Figura 1: Reprodução da primeira produção da aluna X
Na produção inicial, conforme Figura 1, percebeu-se que a aluna tinha dificuldades: na
separação dos parágrafos, misturando todos os acontecimentos, nos espaçamentos e ordenação
das margens da folha do caderno; na construção de discurso direto e indireto, ela iniciou todos os
parágrafos usando o travessão, não entendendo que este marca a fala da personagem, misturando
a fala da personagem com a do narrador; pontuação, já que usou somente o ponto final, entretanto
pudemos observar o uso correto dos dois pontos após o verbo “dizer”, marcando o ato de falar no
discurso direto. Quanto ao emprego de letras maiúscula e minúscula, notou-se que houve somente
um equívoco no terceiro parágrafo, quando iniciou com letra minúscula. Na construção da
sequência narrativa e dissertativa, a aluna iniciou contando a história dos ratos que eram amigos
de um gato, o que causou inveja nos ratos da casa vizinha, entretanto a narrativa ficou incoerente
quando o gato encontrou uma gata, apaixonaram-se e tiveram filhotes e deram um filhote para ser
amigo dos ratos da casa vizinha. A parte dissertativa, ou seja, a moral da história não teve ligação
com a narrativa, apresentando, também, incoerência textual. Por fim, quanto à ortografia das
palavras, constatou-se troca da letra Z por S: “em ves”, a letra N por M em “abamdonado”, uso
R no lugar de RR em “arumar”, DIZE ao invés de “DISSE”, vale citar, ainda, problemas com
concordância verbal em "eles estava”, “e se casaro e tivero um monte de gatinhos”.

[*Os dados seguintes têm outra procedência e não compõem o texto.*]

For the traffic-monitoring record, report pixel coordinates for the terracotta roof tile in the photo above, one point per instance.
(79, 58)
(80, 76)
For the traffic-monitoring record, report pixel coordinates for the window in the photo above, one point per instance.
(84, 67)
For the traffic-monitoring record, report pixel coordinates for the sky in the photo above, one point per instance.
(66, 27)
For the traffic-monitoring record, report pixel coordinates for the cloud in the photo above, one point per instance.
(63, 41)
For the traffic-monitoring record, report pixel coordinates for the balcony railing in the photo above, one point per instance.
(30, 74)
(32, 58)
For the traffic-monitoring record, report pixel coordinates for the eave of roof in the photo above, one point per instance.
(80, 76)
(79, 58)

Na produção final, as dificuldades apresentadas na primeira fábula foram praticamente
sanadas, a aluna não apresentou problemas na construção de discurso direto e indireto, na
construção de parágrafos, com pontuação, no emprego de letras maiúscula e minúscula,
apresentou coerência na construção da narrativa e da sequência dissertativa e os problemas
ortográficos foram considerados aceitáveis. O que pode ser comprovado pela figura 2 que é
reprodução da produção final da aluna X
Figura 2: Reprodução da produção final da aluna X
CONCLUSÃO
Ao término deste processo se faz necessário algumas reflexões, ao escolher como tema do
meu projeto de intervenção “O gênero textual fábula na prática pedagógica do letramento”, pude
perceber que o letramento é um processo contínuo e constante, não existe leitura e escrita, sem
letramento, independente do gênero textual trabalhado.

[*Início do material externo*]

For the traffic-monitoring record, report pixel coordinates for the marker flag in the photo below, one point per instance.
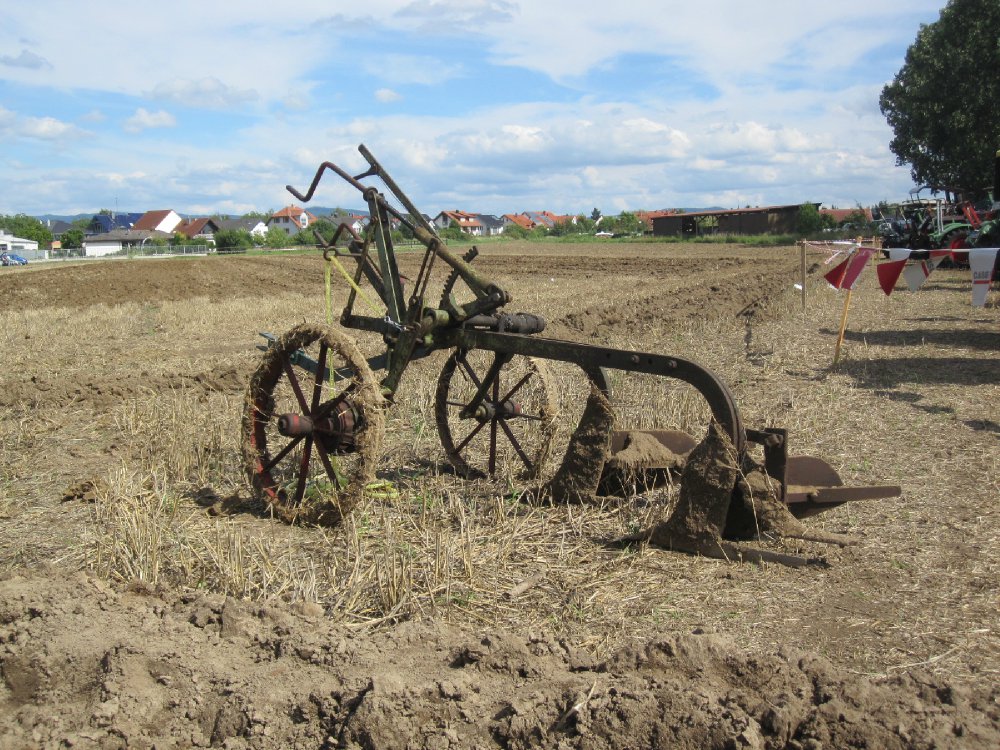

A escolha do gênero textual fábula para ser trabalhado com os alunos do 6º ano foi
acertada, pois atraiu a atenção e possibilitou o envolvimento e aprendizado, facilitando a
implementação do projeto na escola.
A sequência didática, por ser “um conjunto de atividades escolares organizadas, de
maneira sistemática, em torno de um gênero textual oral ou escrito” (DOLZ; NOVERRAZ;
SCHEUWLY, 2004, p. 97), ofereceu, de maneira ordenada, a possibilidade de produzir um texto,
intervir nas dificuldades apresentadas, refletindo até chegar à produção final.

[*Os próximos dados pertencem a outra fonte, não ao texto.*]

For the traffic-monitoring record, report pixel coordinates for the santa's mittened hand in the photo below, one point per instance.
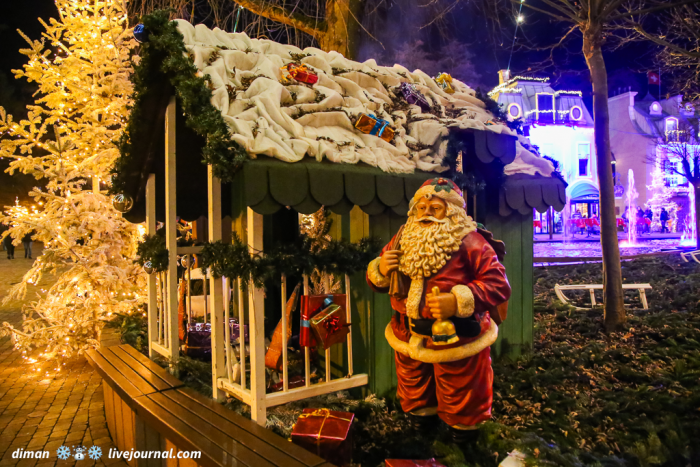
(442, 306)
(389, 262)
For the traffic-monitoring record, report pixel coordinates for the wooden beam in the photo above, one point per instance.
(172, 336)
(256, 307)
(339, 384)
(152, 292)
(218, 365)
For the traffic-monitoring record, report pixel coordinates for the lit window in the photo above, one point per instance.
(576, 113)
(545, 108)
(514, 111)
(584, 156)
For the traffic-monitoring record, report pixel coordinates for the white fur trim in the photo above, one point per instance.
(415, 293)
(375, 275)
(414, 347)
(465, 300)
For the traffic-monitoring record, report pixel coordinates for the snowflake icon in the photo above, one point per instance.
(63, 453)
(95, 452)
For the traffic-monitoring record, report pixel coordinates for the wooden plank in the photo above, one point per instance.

Na produção final, alguns textos apresentaram algumas lacunas por não ter sido feito a
devida intervenção nas oficinas, dentre elas cito, repetição de conectivos, reprodução da oralidade
nos textos, e, principalmente a falta de liberdade discursiva de alguns alunos que ficaram presos
às fábulas clássicas.
Apesar disso, o final foi uma agradável surpresa, para apresentar os trabalhos à
comunidade escolar, organizou-se um chá literário e as produções foram entregues aos pais, uma
das fábulas foi transformada em peça teatral e encenada pelos alunos, uma coletânea dos textos
foi entregue para a biblioteca da escola e outra para a biblioteca do NRE de Ibaiti.
Após este período de estudo e trabalho, minha prática pedagógica foi repensada e a
mudança é inevitável, mas é importante frisar que este foi o início de um processo, a formação
deve ser constante e contínua, cabendo ao indivíduo buscar seu aperfeiçoamento profissional.